The Flannery Lecture Series was created by a group of men and women who had served as Assistant United States Attorneys during Judge Flannery’s tenure as United States Attorney (1969-1971) or as Law Clerks during his long tenure as a United States District Judge (1971- 2007). Denominated the Thomas A. Flannery Lecture on the Administration of Justice in the District of Columbia, the Lecture Series commemorates the judge’s many contributions to the administration of justice in the District of Columbia.
Judge Flannery was, in many respects, a unique figure in the life of this city. He was born on May 10, 1918, just a few blocks from the United States Courthouse where he would spend so much of his life, in an area called “Swampoodle.” His father was a carpenter from Delaware. His grandfather had emigrated from Ireland.
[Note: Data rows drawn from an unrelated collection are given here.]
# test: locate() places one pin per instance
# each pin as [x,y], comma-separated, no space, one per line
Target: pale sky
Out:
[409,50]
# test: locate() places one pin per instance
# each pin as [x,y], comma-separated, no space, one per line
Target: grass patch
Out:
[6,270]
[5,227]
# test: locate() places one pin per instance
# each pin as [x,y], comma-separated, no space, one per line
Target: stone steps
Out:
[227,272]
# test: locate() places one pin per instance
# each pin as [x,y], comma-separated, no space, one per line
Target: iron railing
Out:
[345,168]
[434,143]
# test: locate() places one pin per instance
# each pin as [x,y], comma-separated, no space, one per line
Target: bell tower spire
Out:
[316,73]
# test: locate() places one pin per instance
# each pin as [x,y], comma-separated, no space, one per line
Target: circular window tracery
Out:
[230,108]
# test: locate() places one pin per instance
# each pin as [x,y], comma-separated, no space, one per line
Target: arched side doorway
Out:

The judge graduated from Gonzaga College High School and, without going to college, studied law at night. He graduated from Columbus University Law School (now part of Catholic University) in 1940. He then went off to war, serving as a combat intelligence officer in the Army Air Forces in Europe during World War II.
After the war, he entered private practice and then went to work for the Department of Justice. He tried more than 300 cases before juries as an Assistant United States Attorney for the District of Columbia between 1950 and 1962. He became United States Attorney in 1969 and was appointed a United States District Judge in 1971. In 1970, he personally tried and convicted multiple defendants in the first major drug prosecution in D.C. involving the use of Title III wiretaps under the newly-enacted Omnibus Crime Control and Safe Street Act of 1968. United States v. James, 494 F.2d 1007 (D.C. Cir. 1974).
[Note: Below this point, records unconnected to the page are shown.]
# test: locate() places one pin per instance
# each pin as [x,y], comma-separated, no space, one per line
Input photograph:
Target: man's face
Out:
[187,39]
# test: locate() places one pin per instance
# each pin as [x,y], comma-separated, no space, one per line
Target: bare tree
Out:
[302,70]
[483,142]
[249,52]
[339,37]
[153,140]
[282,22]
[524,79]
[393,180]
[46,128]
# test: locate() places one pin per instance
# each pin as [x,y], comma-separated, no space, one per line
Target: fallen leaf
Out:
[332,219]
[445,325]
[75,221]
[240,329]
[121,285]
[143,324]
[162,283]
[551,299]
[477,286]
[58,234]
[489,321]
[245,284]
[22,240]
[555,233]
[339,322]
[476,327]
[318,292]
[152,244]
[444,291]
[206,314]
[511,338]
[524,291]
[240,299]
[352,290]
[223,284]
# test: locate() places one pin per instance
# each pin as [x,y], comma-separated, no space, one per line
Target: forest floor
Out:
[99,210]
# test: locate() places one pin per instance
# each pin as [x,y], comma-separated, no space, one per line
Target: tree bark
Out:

In manner he was tall, soft spoken, and fair minded. To those who are movie buffs, he evoked Gary Cooper’s portrayal of Will Kane, the sheriff in High Noon.
His tenure on the bench was marked by a number of significant cases. He served on special assignment in 1983 and 1984 as a judge in the trial of nine Nazis and Ku Klux Klan members charged with civil rights violations after a 1979 anti-Klan rally in Greensboro, NC, had turned violent. He adjudicated the Exxon oil overcharge case in the 1980s, in which the government prevailed, and ordered that Exxon repay $1.5 billion in overcharges. He oversaw many significant criminal cases.
He and his wife, Rita, had two children, Thomas Jr. and Irene, both of whom are active in the Flannery Lecture Series program. Judge Flannery died on September 20, 2007.